DÜNYEVİ OLANLA UHREVİ OLANIN BULUŞMASI

Bu yolculuk, zaman zaman absürt olanla karşılaşmamıza da yol açar. Mesela romanın akışında, hiç beklemediğimiz bir anda Mutlu’yu papazlık yaparken bulmamız, Tohumcu’nun vermek istediği o tuhaf, ama büyülü atmosferi yaratıyor. Normal şartlarda bunu bir yabancılaştırma olarak görebiliriz ama öyle bir etki yaratmıyor. Bu romanda Tohumcu, daha baştan her şey olabilir, her şey karşınıza çıkabilir duygusunu veriyor okura. Gerçek olanla absürt olan arasındaki çizgiyi kaldırıyor. Tıpkı biz ölümlülerin, hayatın olağan akışı içinde, bazen kendilerini asla gerçek olamaz gibi görünen durumların içinde bulabilmeleri gibi.

Sadece Mutlu’nun değil, Rüya’nın yolculuğu da benzer absürtlüklerle doludur. Tüm bu anlatıda, Mutlu ve Rüya’nın başlarına gelen tuhaflıkları olağan karşılamasında, aynı etkinin okura da geçmesinde, romanda kurulan yapının ve dilin etkisi var. Dünyevi olanla uhrevi olanın kucaklaşması ve masalsı anlatım, sizi zaten başka bir dünyanın içine çekiyor.

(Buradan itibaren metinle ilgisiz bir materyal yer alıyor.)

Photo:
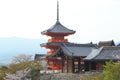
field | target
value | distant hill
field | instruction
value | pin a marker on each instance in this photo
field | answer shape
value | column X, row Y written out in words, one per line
column 13, row 46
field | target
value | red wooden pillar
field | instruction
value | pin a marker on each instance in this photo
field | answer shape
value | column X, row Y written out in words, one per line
column 99, row 66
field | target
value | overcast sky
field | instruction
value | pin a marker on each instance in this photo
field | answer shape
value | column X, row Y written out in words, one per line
column 93, row 20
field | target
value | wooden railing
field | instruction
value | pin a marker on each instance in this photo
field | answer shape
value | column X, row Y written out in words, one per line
column 58, row 40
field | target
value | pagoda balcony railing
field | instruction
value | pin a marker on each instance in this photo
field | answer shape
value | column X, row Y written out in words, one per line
column 58, row 40
column 50, row 52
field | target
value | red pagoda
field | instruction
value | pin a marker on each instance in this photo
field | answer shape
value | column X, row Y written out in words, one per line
column 57, row 33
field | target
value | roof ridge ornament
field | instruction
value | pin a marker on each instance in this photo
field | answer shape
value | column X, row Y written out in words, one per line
column 57, row 11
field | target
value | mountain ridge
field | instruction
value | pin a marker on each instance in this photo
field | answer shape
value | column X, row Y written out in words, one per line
column 13, row 46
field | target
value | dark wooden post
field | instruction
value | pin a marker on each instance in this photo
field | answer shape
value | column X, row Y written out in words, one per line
column 62, row 63
column 79, row 64
column 67, row 64
column 72, row 63
column 90, row 66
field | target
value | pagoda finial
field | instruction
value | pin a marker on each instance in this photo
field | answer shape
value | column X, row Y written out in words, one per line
column 57, row 10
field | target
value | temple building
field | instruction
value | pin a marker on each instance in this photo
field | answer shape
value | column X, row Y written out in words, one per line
column 74, row 58
column 57, row 33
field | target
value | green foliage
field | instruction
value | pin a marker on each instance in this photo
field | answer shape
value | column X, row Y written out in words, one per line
column 112, row 71
column 35, row 67
column 16, row 67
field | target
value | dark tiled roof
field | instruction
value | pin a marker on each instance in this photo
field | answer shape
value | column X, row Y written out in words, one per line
column 78, row 50
column 58, row 28
column 51, row 44
column 105, row 53
column 106, row 43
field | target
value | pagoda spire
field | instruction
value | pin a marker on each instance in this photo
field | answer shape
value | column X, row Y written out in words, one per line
column 57, row 11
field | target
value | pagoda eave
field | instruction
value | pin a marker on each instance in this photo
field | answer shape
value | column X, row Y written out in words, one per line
column 57, row 33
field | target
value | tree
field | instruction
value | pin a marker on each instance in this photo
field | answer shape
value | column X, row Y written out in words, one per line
column 35, row 68
column 21, row 58
column 24, row 67
column 112, row 71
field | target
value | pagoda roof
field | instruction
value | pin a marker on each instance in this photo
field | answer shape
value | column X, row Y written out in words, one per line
column 106, row 43
column 105, row 53
column 58, row 28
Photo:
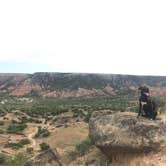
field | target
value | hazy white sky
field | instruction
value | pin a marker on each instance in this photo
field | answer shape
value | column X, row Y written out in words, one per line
column 100, row 36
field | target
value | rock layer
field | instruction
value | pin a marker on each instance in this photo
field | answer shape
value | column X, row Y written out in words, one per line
column 46, row 158
column 122, row 134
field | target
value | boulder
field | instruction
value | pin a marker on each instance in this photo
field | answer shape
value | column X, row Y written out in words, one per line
column 46, row 158
column 123, row 134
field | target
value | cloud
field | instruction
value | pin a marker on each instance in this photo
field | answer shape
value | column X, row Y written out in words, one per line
column 85, row 36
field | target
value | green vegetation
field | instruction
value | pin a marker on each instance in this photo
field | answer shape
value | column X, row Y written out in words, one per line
column 44, row 146
column 42, row 133
column 44, row 107
column 2, row 158
column 29, row 150
column 1, row 123
column 18, row 145
column 16, row 128
column 80, row 149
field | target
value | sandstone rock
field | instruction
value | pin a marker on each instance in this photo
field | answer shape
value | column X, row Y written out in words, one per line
column 122, row 133
column 46, row 158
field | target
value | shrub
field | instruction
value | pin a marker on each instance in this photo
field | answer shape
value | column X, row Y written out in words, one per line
column 42, row 133
column 29, row 150
column 44, row 146
column 80, row 149
column 1, row 123
column 18, row 145
column 16, row 128
column 2, row 158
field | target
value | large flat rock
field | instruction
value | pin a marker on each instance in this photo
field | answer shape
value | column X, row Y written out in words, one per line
column 124, row 133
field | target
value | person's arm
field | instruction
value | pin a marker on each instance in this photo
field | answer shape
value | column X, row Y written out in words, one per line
column 140, row 109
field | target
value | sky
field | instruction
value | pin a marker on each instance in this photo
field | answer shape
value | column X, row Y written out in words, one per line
column 83, row 36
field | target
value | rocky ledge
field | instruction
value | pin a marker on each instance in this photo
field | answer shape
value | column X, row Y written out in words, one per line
column 122, row 134
column 46, row 158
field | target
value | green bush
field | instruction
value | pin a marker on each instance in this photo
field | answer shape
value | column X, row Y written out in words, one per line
column 81, row 148
column 44, row 146
column 2, row 158
column 16, row 128
column 42, row 133
column 1, row 123
column 18, row 145
column 29, row 150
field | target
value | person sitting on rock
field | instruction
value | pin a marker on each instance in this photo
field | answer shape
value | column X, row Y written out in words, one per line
column 147, row 106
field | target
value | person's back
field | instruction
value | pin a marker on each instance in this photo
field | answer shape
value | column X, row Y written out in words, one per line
column 144, row 93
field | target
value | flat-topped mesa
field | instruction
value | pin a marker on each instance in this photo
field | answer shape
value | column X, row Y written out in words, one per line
column 122, row 133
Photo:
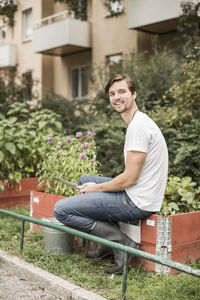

Bu noktada, Rüya’nın hikâyesine de değinmek gerek. Rüya doğar doğmaz, annesi tarafından bir gazete kağıdına sarılmış ve Bursa’daki Pınarbaşı Mezarlığı’nda ölüme terk edilmiştir. Aynı mezarlıkta kendine bir aile, bir yuva bulur. Ateş saplı hançerin mezarda yatan Cavidan’ın koynuna nasıl girdiği ayrı bir hikâye ama Rüya’nın, koynunda hançeri saklayan Cavidan’la buluşması kuşkusuz yüce Rabbin takdiri. Rüya, Cavidan adlı kadının mezarında ve Mürşide adlı karganın gözetiminde ceviz ağacının dibinde büyümüştür. Türlü olaylara şahit olmuştur ruhlar aleminde. Burada da, bir anne kavramının kendini hatırlattığını söylemek gerek. Hem Mutlu’nun annesi hem de Rüya’nın annesi onları terk etmiştir. Aslında ikisi de çocuklarını istemeden bırakmıştır. Rüya’nın annesi amcaoğlu tarafından tecavüze uğramış, tecavüzü sakladığı gibi öldürülme korkusuyla hamileliğini de saklamıştır. Bu yüzden Rüya’yı doğurur doğurmaz mezarlığa, ölüme terk etmiştir. Mutlu’nun annesi de “ben olamadım sen inşallah mutlu olursun,” diye oğlunu babasına bırakıp evden çıkmış ancak yolda pişman olup geri dönmeye kalkmış, dönüş yolunda trafik kazası geçirip ölmüştür. Ancak bu ölümden kimsenin haberi olmamış. “Ben olamadım,” cümlesi önemli elbette. Mutluluğun; olmakla, kendini oluşturmakla bağlantısı var. Annelerin, kadınların kendini oluşturmasına izin verilmediği, sürekli şiddete maruz kaldığı bu erkek dünyasında, Mutlu’nun çıktığı yolculukta bir nevi annesinin oluşunu tamamlaması, annesinden kendini yaratması, Rüya’nın annesini hiç görmediği halde mezarlıkta yatan ölü bir kadının, Cavidan’ın ona annelik yapması sayesinde kendini oluşturması, bir varoluş meselesinin altını çiziyor.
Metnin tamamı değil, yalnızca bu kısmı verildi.